Battery Lane project receives next round of Planning Board approval

1,130 new apartments proposed

| Published:

A rendering of the sites proposed for redevelopment in Bethesda.

Rendering via Aldon Properties

A pitch to overhaul the Battery Lane district in Bethesda received its second round of approval from Montgomery County planners on Thursday.

Next, project leaders with Brown Development will choose the site of the first phase of development and begin designing the first building, according to a message from Douglas Wrenn, senior vice president of Aldon Properties, the company that owns the site.

Developers will have to again receive approval from the Planning Board before construction can begin.

Plans call for razing five aging apartment buildings on Battery Lane and replacing them with new complexes, capped at 160 feet tall.

In total, the Montgomery County Planning Board on Thursday gave early approval to replacing 411 apartments with 1,130 new units, a net increase of 719 units.

A sixth building is expected to be redeveloped later, which would include additional apartments.

New apartments will range in size from “co-living units” and studios to two-bedroom units, according to Planning Board documents.
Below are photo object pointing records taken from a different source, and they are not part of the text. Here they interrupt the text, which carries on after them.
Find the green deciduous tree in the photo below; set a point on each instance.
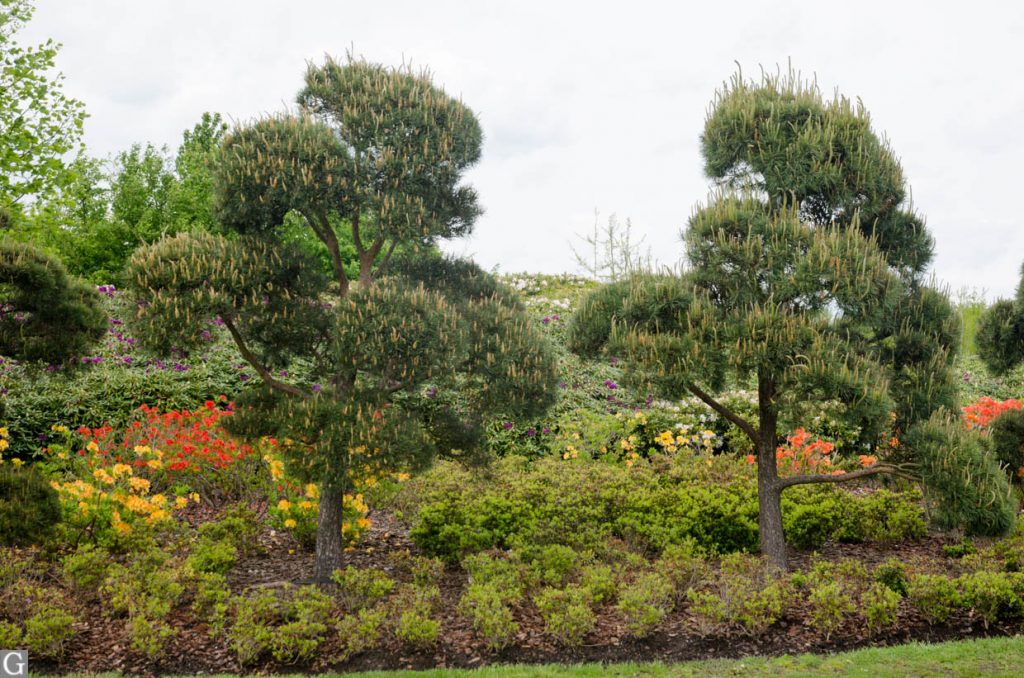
(349, 367)
(38, 123)
(804, 276)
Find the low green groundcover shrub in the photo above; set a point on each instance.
(29, 507)
(708, 502)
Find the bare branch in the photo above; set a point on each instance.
(743, 425)
(251, 358)
(892, 469)
(322, 226)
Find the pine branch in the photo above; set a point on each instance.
(251, 358)
(743, 425)
(893, 469)
(330, 239)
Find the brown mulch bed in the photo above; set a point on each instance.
(100, 643)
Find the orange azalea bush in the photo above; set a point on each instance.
(803, 455)
(295, 507)
(102, 497)
(180, 452)
(980, 414)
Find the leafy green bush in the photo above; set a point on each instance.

Plans also include 12,000 square feet of commercial space, several through-block connections to join the neighborhood with Woodmont Avenue, and significant landscaping, according to the development application.

Some walkways would be widened, more public open spaces would be added and a new parking garage would be built.
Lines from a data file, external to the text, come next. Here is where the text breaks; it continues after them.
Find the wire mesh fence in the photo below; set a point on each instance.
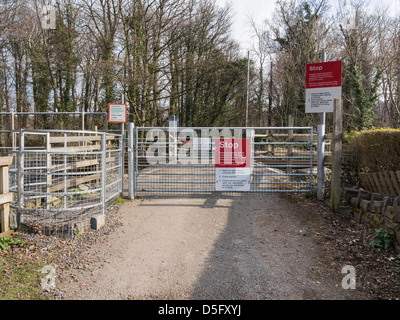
(182, 161)
(63, 178)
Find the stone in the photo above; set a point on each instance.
(365, 204)
(376, 206)
(98, 221)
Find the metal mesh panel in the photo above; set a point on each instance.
(182, 160)
(65, 177)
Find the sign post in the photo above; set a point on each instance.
(232, 165)
(117, 113)
(323, 86)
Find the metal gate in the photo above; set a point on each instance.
(178, 161)
(63, 178)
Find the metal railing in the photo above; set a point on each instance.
(62, 178)
(182, 160)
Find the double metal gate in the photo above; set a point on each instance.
(173, 160)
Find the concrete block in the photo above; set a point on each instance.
(98, 221)
(388, 212)
(376, 206)
(354, 202)
(365, 205)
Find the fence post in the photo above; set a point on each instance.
(131, 161)
(336, 154)
(103, 172)
(5, 196)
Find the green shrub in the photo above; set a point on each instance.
(376, 150)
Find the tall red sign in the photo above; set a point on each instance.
(323, 85)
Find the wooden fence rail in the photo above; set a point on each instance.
(5, 196)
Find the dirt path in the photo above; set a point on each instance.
(247, 248)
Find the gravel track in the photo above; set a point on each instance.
(257, 248)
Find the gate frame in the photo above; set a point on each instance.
(18, 170)
(132, 148)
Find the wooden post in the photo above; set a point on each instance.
(5, 196)
(336, 154)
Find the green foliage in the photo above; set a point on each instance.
(383, 240)
(376, 149)
(5, 242)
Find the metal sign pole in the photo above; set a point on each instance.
(321, 151)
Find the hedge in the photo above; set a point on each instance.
(376, 150)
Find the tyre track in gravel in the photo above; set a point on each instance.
(255, 248)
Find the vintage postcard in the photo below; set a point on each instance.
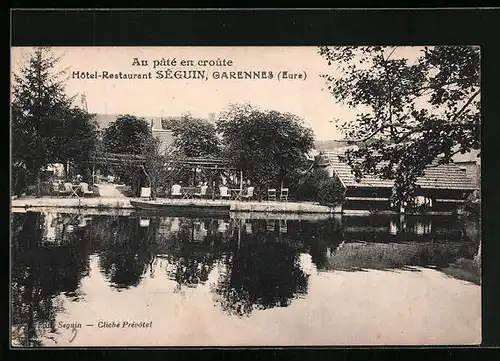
(245, 196)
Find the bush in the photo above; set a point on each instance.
(322, 188)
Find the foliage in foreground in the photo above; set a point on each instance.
(409, 112)
(268, 146)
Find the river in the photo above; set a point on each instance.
(243, 280)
Also included in the project proposal is improvements to The Bethesda Trolley Trail, which provides a pathway around the National Institutes of Health connecting Rugby Avenue to Old Georgetown Road.

The project passed in a 3-0 vote from the Planning Board on Thursday.

“I would just say I think this is a great project,” Planning Board Chairman Casey Anderson said. “It is exactly what was contemplated and hoped for at the time the master plan was drafted.”

Anderson also said the project designating 20% of new units as affordable housing will be a “great asset” to downtown Bethesda.

Construction is expected to begin in late 2021 or early 2022. Existing buildings will remain in use until their turn for redevelopment.